La tête du Catalan s'abaissa jusqu'à ce que son menton vînt toucher sa poitrine. Il garda le silence durant une bonne minute, ne bougeant pas d'un pouce si bien que l'aventurière pensa qu'il s'était endormi pour de bon. Et, tout d'un coup, après être resté aussi figé qu'une statue de cire, elle le vit plisser le front, se redresser sur son siège et prendre l'attitude d'un orateur prononçant une conférence:

: Sur la
Trinidad, les marins avaient choisi de demeurer à bord pour pleurer l'un des leurs: le Portugais Fernando Rodrigues Martins, emporté par la maladie. Rester ensemble paraissait le meilleur moyen de lui rendre hommage. À peine rentré, l'Amiral profita de cet instant pour fixer le départ au lundi suivant.
Une inflexion particulière dans la voix du capitaine retint l'attention de l'aventurière. Elle le scruta intensément sans parvenir à comprendre pourquoi il avait eu ce changement d'intonnation en fin de phrase. La jeune femme se recentra sur la suite du séjour à Mazaua.

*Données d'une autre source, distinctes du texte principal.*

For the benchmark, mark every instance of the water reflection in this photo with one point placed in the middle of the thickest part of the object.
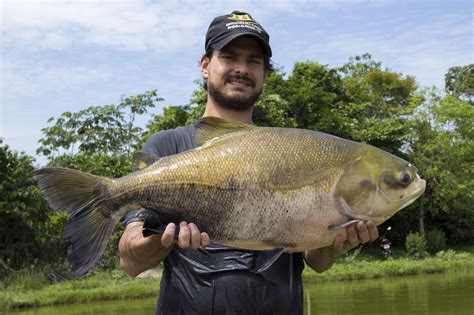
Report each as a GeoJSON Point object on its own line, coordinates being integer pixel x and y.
{"type": "Point", "coordinates": [428, 294]}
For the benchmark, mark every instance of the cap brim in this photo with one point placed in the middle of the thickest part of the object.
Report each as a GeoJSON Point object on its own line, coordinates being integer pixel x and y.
{"type": "Point", "coordinates": [221, 44]}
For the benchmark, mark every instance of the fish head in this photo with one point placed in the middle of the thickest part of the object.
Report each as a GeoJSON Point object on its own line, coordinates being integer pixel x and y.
{"type": "Point", "coordinates": [376, 185]}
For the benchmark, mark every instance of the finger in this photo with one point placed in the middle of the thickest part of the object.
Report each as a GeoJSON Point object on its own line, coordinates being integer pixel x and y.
{"type": "Point", "coordinates": [184, 235]}
{"type": "Point", "coordinates": [362, 232]}
{"type": "Point", "coordinates": [195, 236]}
{"type": "Point", "coordinates": [373, 232]}
{"type": "Point", "coordinates": [167, 239]}
{"type": "Point", "coordinates": [205, 240]}
{"type": "Point", "coordinates": [352, 237]}
{"type": "Point", "coordinates": [338, 243]}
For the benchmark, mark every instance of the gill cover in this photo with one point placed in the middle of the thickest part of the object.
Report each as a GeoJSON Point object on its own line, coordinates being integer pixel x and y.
{"type": "Point", "coordinates": [357, 189]}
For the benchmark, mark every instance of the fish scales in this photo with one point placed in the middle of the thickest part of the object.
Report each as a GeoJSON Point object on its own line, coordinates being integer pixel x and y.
{"type": "Point", "coordinates": [250, 187]}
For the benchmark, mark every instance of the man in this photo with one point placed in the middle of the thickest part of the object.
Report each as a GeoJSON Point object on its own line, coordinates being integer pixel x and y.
{"type": "Point", "coordinates": [204, 278]}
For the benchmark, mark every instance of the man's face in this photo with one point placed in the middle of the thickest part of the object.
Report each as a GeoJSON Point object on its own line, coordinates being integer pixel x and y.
{"type": "Point", "coordinates": [235, 74]}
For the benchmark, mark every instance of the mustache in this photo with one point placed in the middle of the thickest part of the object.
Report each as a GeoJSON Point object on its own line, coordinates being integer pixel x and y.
{"type": "Point", "coordinates": [242, 78]}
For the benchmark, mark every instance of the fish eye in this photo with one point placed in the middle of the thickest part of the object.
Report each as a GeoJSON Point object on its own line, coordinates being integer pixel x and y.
{"type": "Point", "coordinates": [405, 178]}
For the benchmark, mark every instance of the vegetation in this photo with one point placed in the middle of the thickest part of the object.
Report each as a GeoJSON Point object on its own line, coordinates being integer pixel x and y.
{"type": "Point", "coordinates": [29, 289]}
{"type": "Point", "coordinates": [360, 100]}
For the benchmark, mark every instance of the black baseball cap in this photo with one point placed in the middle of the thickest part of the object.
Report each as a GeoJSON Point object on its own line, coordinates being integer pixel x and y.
{"type": "Point", "coordinates": [227, 27]}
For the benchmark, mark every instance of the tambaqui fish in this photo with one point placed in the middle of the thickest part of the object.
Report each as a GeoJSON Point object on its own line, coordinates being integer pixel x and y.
{"type": "Point", "coordinates": [250, 187]}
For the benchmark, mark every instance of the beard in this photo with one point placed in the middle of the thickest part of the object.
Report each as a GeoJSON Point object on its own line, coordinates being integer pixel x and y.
{"type": "Point", "coordinates": [237, 103]}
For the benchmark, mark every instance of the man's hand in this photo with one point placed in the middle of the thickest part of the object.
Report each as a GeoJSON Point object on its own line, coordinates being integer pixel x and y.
{"type": "Point", "coordinates": [138, 253]}
{"type": "Point", "coordinates": [189, 236]}
{"type": "Point", "coordinates": [322, 259]}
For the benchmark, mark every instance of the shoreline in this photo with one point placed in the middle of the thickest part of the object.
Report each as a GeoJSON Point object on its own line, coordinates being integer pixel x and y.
{"type": "Point", "coordinates": [115, 285]}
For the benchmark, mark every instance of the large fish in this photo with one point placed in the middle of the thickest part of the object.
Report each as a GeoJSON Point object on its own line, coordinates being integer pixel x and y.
{"type": "Point", "coordinates": [249, 187]}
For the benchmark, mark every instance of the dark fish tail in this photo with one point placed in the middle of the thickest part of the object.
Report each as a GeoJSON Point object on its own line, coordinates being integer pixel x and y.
{"type": "Point", "coordinates": [91, 222]}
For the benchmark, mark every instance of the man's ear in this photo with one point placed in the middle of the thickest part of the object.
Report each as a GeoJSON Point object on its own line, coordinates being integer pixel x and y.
{"type": "Point", "coordinates": [265, 74]}
{"type": "Point", "coordinates": [204, 66]}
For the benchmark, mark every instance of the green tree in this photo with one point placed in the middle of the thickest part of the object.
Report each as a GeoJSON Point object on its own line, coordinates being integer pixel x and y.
{"type": "Point", "coordinates": [29, 231]}
{"type": "Point", "coordinates": [459, 82]}
{"type": "Point", "coordinates": [442, 147]}
{"type": "Point", "coordinates": [377, 104]}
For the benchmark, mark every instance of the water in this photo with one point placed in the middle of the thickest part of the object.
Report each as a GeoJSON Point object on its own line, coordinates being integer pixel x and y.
{"type": "Point", "coordinates": [451, 293]}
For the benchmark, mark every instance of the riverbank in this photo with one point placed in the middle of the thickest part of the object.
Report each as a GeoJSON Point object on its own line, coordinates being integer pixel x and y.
{"type": "Point", "coordinates": [34, 291]}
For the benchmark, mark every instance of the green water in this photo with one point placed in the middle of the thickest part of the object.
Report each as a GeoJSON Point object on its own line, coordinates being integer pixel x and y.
{"type": "Point", "coordinates": [451, 293]}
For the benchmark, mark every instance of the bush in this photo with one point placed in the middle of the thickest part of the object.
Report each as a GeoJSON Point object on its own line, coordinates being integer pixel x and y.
{"type": "Point", "coordinates": [435, 241]}
{"type": "Point", "coordinates": [415, 245]}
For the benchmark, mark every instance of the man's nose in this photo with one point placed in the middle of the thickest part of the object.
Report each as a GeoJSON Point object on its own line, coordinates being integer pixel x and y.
{"type": "Point", "coordinates": [241, 66]}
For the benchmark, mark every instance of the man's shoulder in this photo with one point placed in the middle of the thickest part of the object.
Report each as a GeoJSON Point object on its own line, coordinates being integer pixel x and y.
{"type": "Point", "coordinates": [171, 141]}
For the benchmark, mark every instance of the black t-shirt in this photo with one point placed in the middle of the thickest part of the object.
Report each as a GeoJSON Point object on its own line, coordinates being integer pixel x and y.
{"type": "Point", "coordinates": [219, 279]}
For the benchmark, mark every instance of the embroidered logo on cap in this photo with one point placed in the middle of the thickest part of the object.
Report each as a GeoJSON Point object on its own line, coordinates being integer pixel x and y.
{"type": "Point", "coordinates": [241, 17]}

: Le lendemain, un coq lança son premier chant matinal. Cependant, ce n'était pas le cocorico du volatile qui me réveilla, mais Estéban. Ses pleurs signifiaient qu'il réclamait à manger. Je rassemblai mes facultés éparses, ouvris les yeux et les leva vers le ciel en constatant que la matinée était belle. Dès qu'il entendait ma voix, le fils du soleil arrêtait toujours de pleurer. Il grandissait de jour en jour, sain et robuste. Il ne parlait pas encore, même s'il lançait des gazouillis qui me donnaient la chair de poule.
Isabella éprouva des difficultés à contenir son impatience:

: C'est attendrissant mais tu peux revenir à l'essentiel? Tu as laissé Pigafetta et son comparse chez le Radjah. J'aimerais connaître la suite.
Le mercenaire s'arracha de ses réflexions avec un sursaut. Ses yeux brillèrent en croisant ceux de sa compagne.

! Ah, Princesse! Je crois qu'avec l'âge, je deviens affectif. Ce matin-là, saisissant la main de l'Italien, Kolambu lui proposa ainsi qu'à son acolyte de prendre un déjeuner. Mais comme une chaloupe était venue les chercher, ils déclinèrent l'invitation. Le dirigeant de Mindanao, Siagu, manifestant le désir de visiter la
Trinidad, vint avec eux à bord, accompagné de trois de ses hommes. Magellan le reçut et l'invita à sa table. Siagu avança sur le pont d'une démarche souple et féline. Pigafetta le décrivit ainsi: son visage impressionnait. Avec ses traits typiquement Visayans, il avait l'air d'un pruneau hâlé. Ses cheveux très noirs descendaient jusqu'aux épaules, avec un drap de soie sur la tête. D'après Enrique, Siagu parlait un vieux malais plein d'aisance, à peine marqué d'une pointe d'accent. Il se révéla être le frère de Kolambu, mais également Radjah de Caraga et de Butuan. Il disait que son pays regorgeait d'or, qu'on y trouvait des pépites aussi grosses que des noix rien qu'en retournant le sable. Elles étaient si nombreuses qu'il se vantait de posséder des vases et du mobilier de maison ornés de ce métal précieux. Cet homme paraissait effectivement très riche, en témoignaient ses anneaux d'oreilles en or, le manche de son épée du même métal, ses vêtements de soie l'enveloppant de la taille jusqu'aux genoux. Même ses dents étaient partiellement recouvertes d'or, ce qui effrayait Estéban lorsqu'il lui souriait.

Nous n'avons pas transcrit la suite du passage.